September 23, 2019 12:28
The U.S. government has reached a preliminary decision to blacklist Korea for illegal fishing.
Although Korea faces no immediate disadvantages, it must come up with reforms within two years or face tough sanctions such as bans on exporting fisheries products to the U.S. and entering its ports.
The U.S. National Oceanic and Atmospheric Administration made the announcement on its website, saying it submitted a report to Congress last week. This is the second time since 2013 that the U.S. has threatened to blacklist Korea and comes after the Korean trawlers Southern Ocean and Hongjin 701 were caught fishing illegally off Antarctica in December 2017.
In the report, the U.S. administration said Korea has failed to "apply sufficient sanctions to deter its vessels from engaging in fishing activities that violate conservative and management measures" in the Convention for the Conservation of Antarctic Marine Living Resources.

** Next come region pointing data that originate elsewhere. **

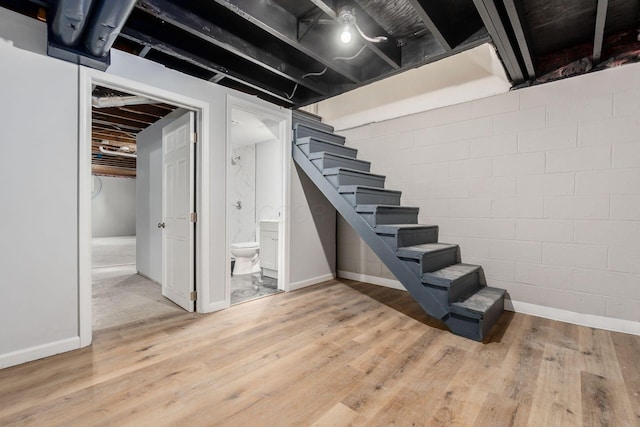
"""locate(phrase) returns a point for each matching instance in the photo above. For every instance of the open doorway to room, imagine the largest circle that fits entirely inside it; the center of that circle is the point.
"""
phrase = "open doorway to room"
(255, 195)
(129, 210)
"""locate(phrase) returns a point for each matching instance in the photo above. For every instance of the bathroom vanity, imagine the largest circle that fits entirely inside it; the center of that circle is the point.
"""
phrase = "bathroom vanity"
(269, 248)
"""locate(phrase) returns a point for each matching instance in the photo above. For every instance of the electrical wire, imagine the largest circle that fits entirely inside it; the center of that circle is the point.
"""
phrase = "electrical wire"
(341, 58)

Korea could have avoided the embarrassment if domestic law enforcement had punished the operators, but they only got a slap on the wrist.
The operators of the Hongjin 701 were cleared completely and the owner of the Southern Ocean was given a suspended sentence.
The U.S. government demanded improvements and the Ministry of Oceans and Fisheries submitted amended regulations to the National Assembly this April. But lawmakers here never passed them, prompting the U.S. government to conclude that Korea has no real intention to clean up its act.
The decision comes amid strained trade and security ties between Korea and the U.S. The ministry denied it is some kind of pressure to kiss and make up with Japan, saying it was made before Seoul decided to scrap an intelligence-sharing pact with Tokyo.
"If the revised law is ratified by the National Assembly, Korea will be taken off the blacklist by 2021," a ministry spokesman claimed.